Concernant les OGM, face aux risques agricoles et sanitaires aujourd’hui non maîtrisés, le Parti de Gauche défend un moratoire sur leur mise en culture, leur commercialisation et donc aussi leur importation. C’est une position de prudence. Mais je ne lui ferai pas dire ce qu’elle ne veut pas dire. De nombreux camarades pensent que l’accès aux organismes génétiquement modifiés n’est ni pervers, ni mauvais en soi. C’est mon devoir de mentionner leur avis.

4) Vous parlez de "planification écologique", de "volontarisme politique"... Comment ses mots sont perçus dans le climat de dépolitisation ambiant et comment concilier ce souci de planification avec le refus du dirigisme centralisateur ?

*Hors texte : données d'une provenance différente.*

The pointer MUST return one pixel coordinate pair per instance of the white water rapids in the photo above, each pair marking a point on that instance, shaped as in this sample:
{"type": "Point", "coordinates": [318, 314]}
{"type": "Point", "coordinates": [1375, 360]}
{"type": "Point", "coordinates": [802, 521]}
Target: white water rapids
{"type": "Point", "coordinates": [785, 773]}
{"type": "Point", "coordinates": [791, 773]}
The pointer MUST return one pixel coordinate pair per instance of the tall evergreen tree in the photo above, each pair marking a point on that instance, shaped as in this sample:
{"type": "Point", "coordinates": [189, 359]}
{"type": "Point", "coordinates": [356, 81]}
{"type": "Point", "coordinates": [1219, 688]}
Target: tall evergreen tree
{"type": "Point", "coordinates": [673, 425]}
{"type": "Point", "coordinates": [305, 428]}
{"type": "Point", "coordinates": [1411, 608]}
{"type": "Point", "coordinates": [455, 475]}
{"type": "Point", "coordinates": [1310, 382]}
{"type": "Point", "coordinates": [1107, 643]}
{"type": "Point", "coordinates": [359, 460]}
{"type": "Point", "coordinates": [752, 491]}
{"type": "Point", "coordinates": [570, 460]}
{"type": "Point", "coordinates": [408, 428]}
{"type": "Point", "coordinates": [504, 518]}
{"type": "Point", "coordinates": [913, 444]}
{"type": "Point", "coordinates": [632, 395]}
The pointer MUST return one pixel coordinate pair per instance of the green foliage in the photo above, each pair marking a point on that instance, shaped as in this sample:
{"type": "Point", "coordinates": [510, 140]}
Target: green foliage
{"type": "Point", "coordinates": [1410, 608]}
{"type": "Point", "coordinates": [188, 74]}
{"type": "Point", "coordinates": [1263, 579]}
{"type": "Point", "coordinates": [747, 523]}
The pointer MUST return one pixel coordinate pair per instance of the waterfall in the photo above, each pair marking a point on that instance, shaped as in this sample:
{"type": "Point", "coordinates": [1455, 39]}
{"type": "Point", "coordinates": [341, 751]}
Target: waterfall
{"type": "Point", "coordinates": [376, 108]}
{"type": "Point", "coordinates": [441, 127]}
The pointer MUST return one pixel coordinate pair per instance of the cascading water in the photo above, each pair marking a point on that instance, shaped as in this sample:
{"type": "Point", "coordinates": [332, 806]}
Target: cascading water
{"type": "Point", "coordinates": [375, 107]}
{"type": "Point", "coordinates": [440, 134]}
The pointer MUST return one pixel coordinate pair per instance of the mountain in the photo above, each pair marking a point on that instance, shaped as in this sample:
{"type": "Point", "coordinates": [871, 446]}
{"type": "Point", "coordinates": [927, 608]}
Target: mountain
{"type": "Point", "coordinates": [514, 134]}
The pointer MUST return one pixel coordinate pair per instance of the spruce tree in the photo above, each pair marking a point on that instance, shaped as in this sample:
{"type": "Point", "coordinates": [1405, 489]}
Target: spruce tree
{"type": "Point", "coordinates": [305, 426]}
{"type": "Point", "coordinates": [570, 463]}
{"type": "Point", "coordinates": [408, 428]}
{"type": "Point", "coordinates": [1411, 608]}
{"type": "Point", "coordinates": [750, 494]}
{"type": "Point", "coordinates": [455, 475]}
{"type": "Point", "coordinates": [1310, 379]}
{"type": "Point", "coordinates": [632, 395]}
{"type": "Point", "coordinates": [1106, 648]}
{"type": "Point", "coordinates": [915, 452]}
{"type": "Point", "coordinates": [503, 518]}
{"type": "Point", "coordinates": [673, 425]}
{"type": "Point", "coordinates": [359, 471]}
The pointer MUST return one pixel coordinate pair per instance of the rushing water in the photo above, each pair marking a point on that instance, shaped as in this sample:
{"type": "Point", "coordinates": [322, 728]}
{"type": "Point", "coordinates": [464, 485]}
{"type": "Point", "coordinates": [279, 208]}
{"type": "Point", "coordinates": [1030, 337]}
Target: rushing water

Face aux défis de la mutation écologique du mode de production et d’échange à engager, le Parti de Gauche a proposé la mise en œuvre d’une planification écologique. Bien sûr le mot planification est provocateur aujourd’hui. Il a donc une qualité d’interpellation qui nous intéresse. Que veut-il dire au cas précis ? Cela signifie l’organisation à l’échelle qui est celle des problèmes à traiter, celle du long terme d’une transition politique, économique et culturelle. Il s’agit d’organiser de façon démocratique, délibérée et techniquement maîtrisée, la transition du modèle productiviste actuel vers un autre modèle compatible avec la préservation de l’écosystème et la réponse aux besoins sociaux. Selon moi, cette perspective offre une alternative stimulante pour la recherche et l’industrie.

Nous sommes attachés au terme de planification car il pose l’enjeu d’une réorientation globale et radicale de la production, de la consommation et de l’échange. Et la planification, à condition d’être démocratique et porteuse d’implication populaire, peut permettre au peuple de redevenir maître du temps long. Aujourd’hui le temps long de la planète et des populations est dominé par le temps court des marchés, des actionnaires et des médias. La planification écologique doit permettre d’inverser cette domination. L’implication populaire est aussi la condition du succès car les changements de mode de vie induits ne se feront pas sans assumer une nécessaire bataille culturelle de masse face aux normes consuméristes et mercantiles du capitalisme.